Why use a cell-based architecture? - Reducing the Scope of Impact with Cell-Based Architecture

Why use a cell-based architecture?

These are the main advantages of a cell-based architecture.

Scale-out over scale-up

Scaling up, or accommodating growth by increasing the size of a system's component (such as a database, server, or subsystem) is a natural and straightforward way to scale. Scaling out, on the other hand, accommodates growth by increasing the number of system components (such as databases, servers, and subsystems), and dividing the workload such that the load on any component stays bounded over time despite the overall increase in workload. The task of dividing the workload can make scaling out more challenging than scaling up, particularly for stateful systems, but has well-understood benefits:

  • Workload isolation: Dividing the workload across components means workloads are isolated from each other. This provides failure containment and narrows the impact of issues, such as deployment failures, poison pills, misbehaving clients, data corruption, and operational mistakes.
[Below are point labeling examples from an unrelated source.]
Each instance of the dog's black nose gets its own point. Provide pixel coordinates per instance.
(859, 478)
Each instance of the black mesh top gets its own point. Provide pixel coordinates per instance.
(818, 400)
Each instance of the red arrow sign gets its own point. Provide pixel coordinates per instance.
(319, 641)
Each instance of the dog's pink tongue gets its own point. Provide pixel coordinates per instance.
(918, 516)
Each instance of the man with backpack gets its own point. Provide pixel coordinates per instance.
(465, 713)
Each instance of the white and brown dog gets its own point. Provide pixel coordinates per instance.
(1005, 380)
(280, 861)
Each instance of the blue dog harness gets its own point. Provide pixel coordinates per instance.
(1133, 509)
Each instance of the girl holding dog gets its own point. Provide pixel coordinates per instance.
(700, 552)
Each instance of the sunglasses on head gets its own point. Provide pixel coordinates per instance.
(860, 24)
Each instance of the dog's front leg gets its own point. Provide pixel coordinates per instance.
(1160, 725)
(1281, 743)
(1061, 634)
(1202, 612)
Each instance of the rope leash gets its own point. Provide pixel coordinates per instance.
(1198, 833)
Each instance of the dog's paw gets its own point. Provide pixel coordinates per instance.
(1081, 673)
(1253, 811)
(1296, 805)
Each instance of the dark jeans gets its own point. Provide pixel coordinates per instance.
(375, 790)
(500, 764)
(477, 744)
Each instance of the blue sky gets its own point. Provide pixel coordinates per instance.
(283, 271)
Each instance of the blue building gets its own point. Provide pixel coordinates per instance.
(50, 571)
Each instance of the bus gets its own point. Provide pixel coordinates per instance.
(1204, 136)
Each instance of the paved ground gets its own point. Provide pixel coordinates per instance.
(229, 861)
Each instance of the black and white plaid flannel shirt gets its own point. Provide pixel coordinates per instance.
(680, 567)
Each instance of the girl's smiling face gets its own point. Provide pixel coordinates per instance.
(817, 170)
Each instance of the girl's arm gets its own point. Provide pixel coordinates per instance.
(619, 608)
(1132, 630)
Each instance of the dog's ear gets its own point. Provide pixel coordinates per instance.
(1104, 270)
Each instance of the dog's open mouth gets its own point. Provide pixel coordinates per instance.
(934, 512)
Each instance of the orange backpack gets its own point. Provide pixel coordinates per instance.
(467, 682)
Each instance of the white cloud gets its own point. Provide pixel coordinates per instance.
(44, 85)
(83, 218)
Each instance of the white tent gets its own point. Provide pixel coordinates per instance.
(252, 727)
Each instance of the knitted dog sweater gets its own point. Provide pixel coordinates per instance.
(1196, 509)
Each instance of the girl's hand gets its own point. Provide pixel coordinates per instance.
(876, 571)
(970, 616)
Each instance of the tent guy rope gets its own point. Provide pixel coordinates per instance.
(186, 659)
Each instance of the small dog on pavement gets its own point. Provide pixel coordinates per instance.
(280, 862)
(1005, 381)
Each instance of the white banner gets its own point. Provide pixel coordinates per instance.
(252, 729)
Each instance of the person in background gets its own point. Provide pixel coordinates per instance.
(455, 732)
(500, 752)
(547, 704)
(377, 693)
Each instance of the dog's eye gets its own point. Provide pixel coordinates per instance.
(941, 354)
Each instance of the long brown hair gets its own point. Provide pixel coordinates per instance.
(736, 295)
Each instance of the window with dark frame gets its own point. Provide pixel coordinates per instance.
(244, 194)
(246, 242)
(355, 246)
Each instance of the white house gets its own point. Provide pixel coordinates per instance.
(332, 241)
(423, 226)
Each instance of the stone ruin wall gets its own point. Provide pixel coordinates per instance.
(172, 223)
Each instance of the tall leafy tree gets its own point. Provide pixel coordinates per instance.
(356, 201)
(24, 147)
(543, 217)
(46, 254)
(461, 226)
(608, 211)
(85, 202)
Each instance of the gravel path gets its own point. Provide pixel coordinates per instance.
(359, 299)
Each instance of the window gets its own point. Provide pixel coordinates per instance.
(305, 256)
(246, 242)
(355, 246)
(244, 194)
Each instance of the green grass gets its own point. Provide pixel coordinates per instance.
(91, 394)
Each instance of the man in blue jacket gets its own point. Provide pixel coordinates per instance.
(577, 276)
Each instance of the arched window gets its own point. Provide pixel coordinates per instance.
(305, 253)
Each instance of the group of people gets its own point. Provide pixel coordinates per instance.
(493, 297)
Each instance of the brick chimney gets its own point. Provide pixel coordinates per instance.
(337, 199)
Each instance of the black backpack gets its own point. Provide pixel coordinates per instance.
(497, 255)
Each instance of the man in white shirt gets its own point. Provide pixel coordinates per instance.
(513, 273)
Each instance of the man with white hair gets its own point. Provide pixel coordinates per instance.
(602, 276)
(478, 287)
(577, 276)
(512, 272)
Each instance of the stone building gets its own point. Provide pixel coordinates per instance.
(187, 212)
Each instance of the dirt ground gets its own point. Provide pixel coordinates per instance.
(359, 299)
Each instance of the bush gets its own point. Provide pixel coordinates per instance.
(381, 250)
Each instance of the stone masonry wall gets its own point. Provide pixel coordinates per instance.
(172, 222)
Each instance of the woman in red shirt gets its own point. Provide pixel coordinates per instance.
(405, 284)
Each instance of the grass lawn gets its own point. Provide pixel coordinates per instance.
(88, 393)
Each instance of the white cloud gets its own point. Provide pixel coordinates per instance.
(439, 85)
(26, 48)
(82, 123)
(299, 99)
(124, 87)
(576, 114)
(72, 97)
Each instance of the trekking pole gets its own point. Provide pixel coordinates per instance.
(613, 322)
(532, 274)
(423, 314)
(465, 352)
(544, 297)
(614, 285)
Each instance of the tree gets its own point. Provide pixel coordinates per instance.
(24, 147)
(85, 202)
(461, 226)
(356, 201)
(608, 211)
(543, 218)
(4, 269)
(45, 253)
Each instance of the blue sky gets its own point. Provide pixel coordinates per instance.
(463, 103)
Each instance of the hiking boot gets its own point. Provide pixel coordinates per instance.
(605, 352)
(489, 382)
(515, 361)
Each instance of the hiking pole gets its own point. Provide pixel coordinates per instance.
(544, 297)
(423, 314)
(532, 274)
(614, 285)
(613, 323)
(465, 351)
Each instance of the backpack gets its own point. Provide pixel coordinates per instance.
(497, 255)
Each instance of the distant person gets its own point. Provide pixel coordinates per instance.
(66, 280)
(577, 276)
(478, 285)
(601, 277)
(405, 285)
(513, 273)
  • Maximally-sized components: Accommodating growth by increasing the number of components rather than increasing component size means that the size of each component can be capped to a maximum size. This reduces the risk of surprises from non-linear scaling factors and hidden contention points present in scale-up systems.
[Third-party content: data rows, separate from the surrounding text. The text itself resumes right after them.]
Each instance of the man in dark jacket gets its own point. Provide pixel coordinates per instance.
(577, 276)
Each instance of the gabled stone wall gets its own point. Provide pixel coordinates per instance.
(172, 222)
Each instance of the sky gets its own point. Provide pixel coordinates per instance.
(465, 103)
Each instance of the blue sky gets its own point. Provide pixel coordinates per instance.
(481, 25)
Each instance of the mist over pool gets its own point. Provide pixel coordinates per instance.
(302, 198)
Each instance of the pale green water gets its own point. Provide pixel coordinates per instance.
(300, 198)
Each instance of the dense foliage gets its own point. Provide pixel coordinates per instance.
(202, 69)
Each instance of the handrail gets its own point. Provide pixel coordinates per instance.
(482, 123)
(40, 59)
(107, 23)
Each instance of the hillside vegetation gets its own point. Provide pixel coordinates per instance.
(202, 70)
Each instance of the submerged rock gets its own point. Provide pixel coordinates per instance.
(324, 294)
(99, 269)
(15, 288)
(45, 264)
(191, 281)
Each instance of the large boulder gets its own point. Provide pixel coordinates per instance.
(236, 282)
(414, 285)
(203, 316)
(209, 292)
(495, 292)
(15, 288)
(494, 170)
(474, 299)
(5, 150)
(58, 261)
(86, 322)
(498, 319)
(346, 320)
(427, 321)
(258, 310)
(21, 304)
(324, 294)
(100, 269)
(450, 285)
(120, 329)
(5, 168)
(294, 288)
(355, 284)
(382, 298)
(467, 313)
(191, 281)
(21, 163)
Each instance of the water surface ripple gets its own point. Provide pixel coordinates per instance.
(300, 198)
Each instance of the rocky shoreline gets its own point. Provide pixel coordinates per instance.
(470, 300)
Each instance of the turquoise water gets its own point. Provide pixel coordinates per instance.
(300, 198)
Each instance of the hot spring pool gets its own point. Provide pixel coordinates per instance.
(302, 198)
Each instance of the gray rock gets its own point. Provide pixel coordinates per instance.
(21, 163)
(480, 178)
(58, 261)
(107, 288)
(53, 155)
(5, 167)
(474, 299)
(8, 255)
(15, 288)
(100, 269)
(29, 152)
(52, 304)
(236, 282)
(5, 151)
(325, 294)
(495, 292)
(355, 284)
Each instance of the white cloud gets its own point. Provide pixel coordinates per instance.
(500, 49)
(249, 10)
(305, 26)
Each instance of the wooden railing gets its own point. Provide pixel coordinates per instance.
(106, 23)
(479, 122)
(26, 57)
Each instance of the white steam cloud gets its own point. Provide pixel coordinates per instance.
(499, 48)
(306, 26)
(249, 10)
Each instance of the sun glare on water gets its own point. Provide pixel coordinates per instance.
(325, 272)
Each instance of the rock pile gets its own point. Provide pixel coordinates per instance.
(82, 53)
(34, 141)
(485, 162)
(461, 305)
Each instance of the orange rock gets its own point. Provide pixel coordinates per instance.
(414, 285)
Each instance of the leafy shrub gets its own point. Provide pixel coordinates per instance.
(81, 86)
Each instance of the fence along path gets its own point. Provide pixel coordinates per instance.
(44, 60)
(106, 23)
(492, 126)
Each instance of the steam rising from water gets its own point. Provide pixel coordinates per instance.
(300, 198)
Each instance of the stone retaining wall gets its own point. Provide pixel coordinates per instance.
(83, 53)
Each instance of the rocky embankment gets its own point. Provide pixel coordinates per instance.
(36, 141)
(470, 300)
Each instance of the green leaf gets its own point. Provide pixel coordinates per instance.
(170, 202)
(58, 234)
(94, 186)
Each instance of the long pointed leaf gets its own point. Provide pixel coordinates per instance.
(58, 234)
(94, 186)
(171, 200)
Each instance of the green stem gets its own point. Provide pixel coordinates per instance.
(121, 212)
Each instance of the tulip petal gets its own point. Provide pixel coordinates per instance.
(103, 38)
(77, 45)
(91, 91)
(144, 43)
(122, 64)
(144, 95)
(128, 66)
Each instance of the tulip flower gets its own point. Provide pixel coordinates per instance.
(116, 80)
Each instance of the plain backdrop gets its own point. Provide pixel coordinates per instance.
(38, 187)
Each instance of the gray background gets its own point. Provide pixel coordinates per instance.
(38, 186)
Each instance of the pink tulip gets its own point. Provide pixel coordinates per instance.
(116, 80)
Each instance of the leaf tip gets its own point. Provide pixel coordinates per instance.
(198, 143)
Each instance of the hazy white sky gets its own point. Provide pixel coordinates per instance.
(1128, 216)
  • Not too big to test: With maximally-sized components, the components are no longer too big to test. These components can be stress tested and pushed past their breaking point to understand their safe operating margin. This approach does not address testing the overall scaled out system composed of these components, but if the majority of the complexity and risk of the system sits in stress-tested components (and it should), the level of test coverage and confidence should be significantly higher.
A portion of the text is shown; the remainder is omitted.